By David Fong
HILLSBORO, Kan. — Lance Carter learned a lot about the sport of basketball from two of the biggest mentors in his life.
From his father Clarence and his older brother Shane, Lance learned his punishing post moves, a wicked crossover dribble and his silky smooth jump shot — all of which served him well during his playing days at Troy High School and, more recently, Tabor College. As important as all of those skills were on the basketball court, however, it’s what he learned from them off the court that likely will benefit Carter most in the long run.
“It’s always been about education,” said Carter, a 2011 Troy graduate who recently finished his record-setting career at Tabor College, a Division II NAIA school in Kansas. “Before my dad passed away — and something my brother Shane carried on — he always told me education comes first. That’s something I tell young kids. Basketball ends for everyone. Michael Jordan isn’t playing anymore.”
With Carter’s playing days likely in the rear view mirror — Tabor was eliminated from the NAIA Division II national tournament last month after making it all the way to the Elite Eight — he’s looking forward to a future that would seem undeniably bright, in part because the work he put in taking classes at Tabor matched, or possibly exceeded, the work he put in on the court.
Carter earned his undergraduate degree following his third year at Tabor and has spent his final year on the team in taking graduate school classes. In May of 2018, he’ll graduate with his master’s degree in business administration, with a focus on leadership.
“It’s very important to me to be a good role model for kids,” Carter said. “I know my brother (Shane) is already doing that (as executive director) at the Lincoln Community Center. That’s something we both talk about a lot — doing it for the kids. I want to be able to show kids how important it is and to be able to stay in school.”
A stellar career on the basketball court has given Carter a platform with which to reach that many more kids in the community.
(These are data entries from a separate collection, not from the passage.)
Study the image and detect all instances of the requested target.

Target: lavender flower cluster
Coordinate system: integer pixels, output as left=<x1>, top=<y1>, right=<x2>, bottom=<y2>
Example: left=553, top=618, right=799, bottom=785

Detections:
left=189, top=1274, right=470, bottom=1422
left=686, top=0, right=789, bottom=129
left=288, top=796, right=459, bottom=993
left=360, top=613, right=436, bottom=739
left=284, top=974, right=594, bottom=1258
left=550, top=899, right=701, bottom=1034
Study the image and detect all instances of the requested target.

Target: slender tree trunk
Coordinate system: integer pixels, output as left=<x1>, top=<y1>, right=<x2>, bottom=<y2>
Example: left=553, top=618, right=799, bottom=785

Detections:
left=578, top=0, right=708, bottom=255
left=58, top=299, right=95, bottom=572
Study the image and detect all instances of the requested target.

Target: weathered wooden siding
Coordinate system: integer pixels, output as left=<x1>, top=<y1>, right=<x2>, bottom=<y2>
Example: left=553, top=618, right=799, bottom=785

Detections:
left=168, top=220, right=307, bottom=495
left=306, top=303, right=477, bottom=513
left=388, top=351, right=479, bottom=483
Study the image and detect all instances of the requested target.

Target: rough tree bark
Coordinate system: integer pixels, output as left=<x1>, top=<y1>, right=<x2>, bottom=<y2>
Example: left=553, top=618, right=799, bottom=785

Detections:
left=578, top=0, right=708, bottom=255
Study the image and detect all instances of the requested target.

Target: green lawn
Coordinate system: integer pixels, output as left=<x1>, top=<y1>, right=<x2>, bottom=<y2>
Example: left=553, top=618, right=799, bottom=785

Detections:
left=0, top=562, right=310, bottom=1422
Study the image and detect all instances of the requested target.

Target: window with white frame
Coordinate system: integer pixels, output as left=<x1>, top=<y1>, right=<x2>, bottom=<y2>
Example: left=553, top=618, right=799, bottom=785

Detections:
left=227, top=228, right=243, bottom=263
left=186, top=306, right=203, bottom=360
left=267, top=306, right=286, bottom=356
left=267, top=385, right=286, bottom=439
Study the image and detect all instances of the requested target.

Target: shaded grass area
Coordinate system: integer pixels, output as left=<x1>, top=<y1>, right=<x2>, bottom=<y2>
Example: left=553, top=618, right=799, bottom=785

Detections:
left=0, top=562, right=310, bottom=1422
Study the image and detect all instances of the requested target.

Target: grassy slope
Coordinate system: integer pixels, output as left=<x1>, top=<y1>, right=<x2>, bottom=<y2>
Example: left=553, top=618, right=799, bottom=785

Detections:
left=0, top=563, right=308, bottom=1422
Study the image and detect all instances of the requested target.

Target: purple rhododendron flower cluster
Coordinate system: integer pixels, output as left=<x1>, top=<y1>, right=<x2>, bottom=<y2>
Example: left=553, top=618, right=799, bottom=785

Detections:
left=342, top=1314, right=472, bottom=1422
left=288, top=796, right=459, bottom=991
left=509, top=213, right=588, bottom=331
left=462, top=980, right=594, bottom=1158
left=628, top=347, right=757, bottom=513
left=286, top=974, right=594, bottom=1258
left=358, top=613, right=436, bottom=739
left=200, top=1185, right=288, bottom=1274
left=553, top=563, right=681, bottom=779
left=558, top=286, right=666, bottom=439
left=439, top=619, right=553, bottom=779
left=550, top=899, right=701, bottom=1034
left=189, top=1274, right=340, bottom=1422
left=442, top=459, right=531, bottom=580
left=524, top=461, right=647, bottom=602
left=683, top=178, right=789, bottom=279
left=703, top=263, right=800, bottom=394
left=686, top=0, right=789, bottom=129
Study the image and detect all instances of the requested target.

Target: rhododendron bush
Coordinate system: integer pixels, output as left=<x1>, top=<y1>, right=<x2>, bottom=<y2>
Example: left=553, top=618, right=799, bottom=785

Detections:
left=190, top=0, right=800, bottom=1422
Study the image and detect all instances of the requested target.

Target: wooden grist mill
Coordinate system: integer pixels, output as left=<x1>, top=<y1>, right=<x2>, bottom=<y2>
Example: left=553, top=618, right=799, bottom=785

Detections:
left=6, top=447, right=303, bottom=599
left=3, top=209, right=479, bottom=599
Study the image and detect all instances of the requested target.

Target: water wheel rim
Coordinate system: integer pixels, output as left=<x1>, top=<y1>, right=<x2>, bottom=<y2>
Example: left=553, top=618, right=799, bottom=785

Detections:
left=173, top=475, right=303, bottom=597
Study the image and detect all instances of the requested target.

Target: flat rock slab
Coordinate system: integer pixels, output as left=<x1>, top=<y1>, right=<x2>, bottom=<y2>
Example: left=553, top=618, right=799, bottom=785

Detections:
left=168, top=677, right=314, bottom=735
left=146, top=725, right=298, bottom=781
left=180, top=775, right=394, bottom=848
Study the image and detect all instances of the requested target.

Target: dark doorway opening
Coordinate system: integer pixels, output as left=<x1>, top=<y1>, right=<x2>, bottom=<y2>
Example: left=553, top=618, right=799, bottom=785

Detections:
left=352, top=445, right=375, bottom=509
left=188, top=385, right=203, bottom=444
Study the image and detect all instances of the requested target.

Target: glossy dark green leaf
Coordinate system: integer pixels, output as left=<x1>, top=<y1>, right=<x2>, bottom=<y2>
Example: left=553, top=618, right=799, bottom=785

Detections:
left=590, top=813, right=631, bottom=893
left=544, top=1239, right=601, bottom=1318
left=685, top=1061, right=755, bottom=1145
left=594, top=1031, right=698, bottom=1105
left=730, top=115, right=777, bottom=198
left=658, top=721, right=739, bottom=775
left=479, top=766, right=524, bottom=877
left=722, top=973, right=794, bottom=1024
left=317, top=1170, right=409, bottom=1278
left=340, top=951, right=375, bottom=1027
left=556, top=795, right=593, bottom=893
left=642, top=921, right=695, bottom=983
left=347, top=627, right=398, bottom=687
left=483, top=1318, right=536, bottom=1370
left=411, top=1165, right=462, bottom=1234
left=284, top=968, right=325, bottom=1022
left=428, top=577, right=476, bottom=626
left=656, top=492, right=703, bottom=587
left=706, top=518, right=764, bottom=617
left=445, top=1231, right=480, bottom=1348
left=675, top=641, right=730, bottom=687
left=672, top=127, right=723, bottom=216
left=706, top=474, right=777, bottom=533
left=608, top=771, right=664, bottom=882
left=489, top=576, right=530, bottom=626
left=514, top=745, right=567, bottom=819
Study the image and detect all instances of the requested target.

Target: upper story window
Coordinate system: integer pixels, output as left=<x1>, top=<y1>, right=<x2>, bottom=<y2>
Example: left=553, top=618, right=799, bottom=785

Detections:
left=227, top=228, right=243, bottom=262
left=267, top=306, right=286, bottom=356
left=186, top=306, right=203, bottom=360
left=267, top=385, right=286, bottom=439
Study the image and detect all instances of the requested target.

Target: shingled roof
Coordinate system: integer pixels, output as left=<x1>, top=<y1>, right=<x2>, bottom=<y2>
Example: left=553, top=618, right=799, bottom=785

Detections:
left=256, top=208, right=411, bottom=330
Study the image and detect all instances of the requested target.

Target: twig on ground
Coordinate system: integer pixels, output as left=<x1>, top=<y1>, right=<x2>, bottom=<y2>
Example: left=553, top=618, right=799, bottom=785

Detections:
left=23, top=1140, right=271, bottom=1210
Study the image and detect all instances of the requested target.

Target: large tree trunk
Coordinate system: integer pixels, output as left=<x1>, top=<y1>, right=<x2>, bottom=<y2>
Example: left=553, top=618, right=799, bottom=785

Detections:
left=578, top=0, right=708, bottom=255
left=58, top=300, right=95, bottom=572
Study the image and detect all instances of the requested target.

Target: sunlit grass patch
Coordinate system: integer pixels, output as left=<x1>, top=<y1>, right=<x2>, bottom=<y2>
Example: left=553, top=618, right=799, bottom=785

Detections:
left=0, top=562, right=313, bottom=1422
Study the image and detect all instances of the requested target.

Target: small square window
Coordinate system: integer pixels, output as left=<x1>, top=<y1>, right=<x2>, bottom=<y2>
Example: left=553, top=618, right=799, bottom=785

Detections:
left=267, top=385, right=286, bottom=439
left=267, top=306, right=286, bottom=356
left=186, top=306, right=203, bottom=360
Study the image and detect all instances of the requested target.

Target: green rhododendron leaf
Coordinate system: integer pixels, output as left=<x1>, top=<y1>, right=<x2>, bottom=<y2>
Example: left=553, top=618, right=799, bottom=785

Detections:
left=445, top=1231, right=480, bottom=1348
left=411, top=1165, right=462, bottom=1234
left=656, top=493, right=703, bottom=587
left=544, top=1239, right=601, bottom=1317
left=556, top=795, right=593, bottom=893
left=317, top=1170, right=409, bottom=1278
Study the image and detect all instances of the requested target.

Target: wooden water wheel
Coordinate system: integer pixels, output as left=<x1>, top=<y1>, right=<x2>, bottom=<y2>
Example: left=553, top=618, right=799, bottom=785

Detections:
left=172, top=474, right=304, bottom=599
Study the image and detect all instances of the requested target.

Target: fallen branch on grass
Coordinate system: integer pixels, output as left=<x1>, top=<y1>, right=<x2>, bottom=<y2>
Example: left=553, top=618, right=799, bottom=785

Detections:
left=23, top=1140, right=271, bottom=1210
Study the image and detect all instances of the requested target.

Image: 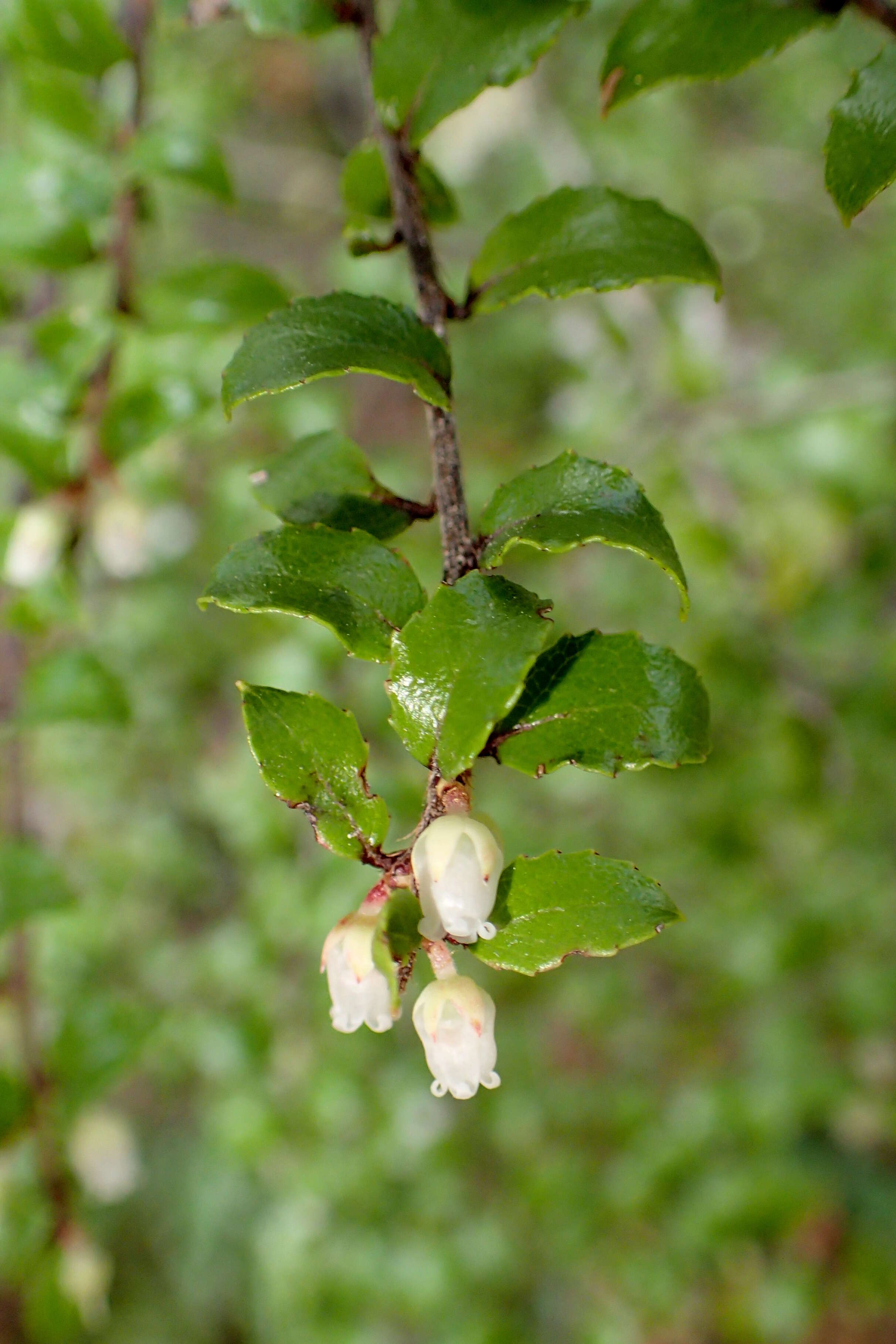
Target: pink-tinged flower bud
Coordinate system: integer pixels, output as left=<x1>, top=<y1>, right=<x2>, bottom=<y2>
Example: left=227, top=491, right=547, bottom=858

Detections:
left=321, top=911, right=398, bottom=1031
left=413, top=976, right=501, bottom=1101
left=411, top=812, right=504, bottom=942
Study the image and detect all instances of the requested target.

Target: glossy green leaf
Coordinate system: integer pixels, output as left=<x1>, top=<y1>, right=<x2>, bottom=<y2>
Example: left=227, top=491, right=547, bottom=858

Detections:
left=472, top=849, right=681, bottom=976
left=17, top=0, right=130, bottom=79
left=470, top=187, right=722, bottom=313
left=825, top=44, right=896, bottom=223
left=233, top=0, right=336, bottom=38
left=19, top=649, right=130, bottom=724
left=137, top=259, right=289, bottom=330
left=489, top=630, right=709, bottom=777
left=128, top=126, right=234, bottom=201
left=238, top=681, right=388, bottom=859
left=0, top=839, right=74, bottom=934
left=373, top=0, right=583, bottom=141
left=479, top=452, right=688, bottom=611
left=252, top=429, right=422, bottom=542
left=99, top=374, right=211, bottom=462
left=600, top=0, right=832, bottom=110
left=223, top=292, right=451, bottom=414
left=340, top=140, right=457, bottom=224
left=199, top=523, right=426, bottom=663
left=387, top=570, right=551, bottom=778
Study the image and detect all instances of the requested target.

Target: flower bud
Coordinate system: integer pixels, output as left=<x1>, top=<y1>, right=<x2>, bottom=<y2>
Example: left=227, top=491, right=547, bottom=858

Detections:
left=413, top=976, right=501, bottom=1101
left=3, top=504, right=66, bottom=587
left=321, top=911, right=392, bottom=1031
left=411, top=812, right=504, bottom=942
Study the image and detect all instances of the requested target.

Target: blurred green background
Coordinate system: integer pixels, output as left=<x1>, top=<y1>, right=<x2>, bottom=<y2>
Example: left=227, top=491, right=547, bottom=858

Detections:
left=0, top=0, right=896, bottom=1344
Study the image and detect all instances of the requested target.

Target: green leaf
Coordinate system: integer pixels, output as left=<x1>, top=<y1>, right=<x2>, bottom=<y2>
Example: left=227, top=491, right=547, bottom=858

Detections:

As a senior, Carter averaged 19.2 points, 7.8 rebounds and 6.9 assists per game — all team highs — while earning first-team NAIA All-American honors and his second Kansas Collegiate Athletic Conference Player of the Year award. Last season, he was a second-team All-American and was the KCAC Player of the Year. As both a freshman and sophomore, he was named All-KCAC honorable mention.
In his four years at Tabor, Carter became the leading scorer in school history (1,817 points), the school’s all-time assist leader (612) and ranks in the top 10 all time in rebounds (816). He also led the team to four NAIA Tournament appearances and four KCAC championships.
“Aside from winning a national championship — which is something that was definitely on my radar — I felt like I had a heck of a career, both individually and as a team,” Carter said. “We were able to do some pretty special things.”
Not bad for a kid who traveled halfway across the country to find little more than wheat fields and homesickness four years ago. At the time, Carter didn’t think he’d manage to make it his entire career at Tabor.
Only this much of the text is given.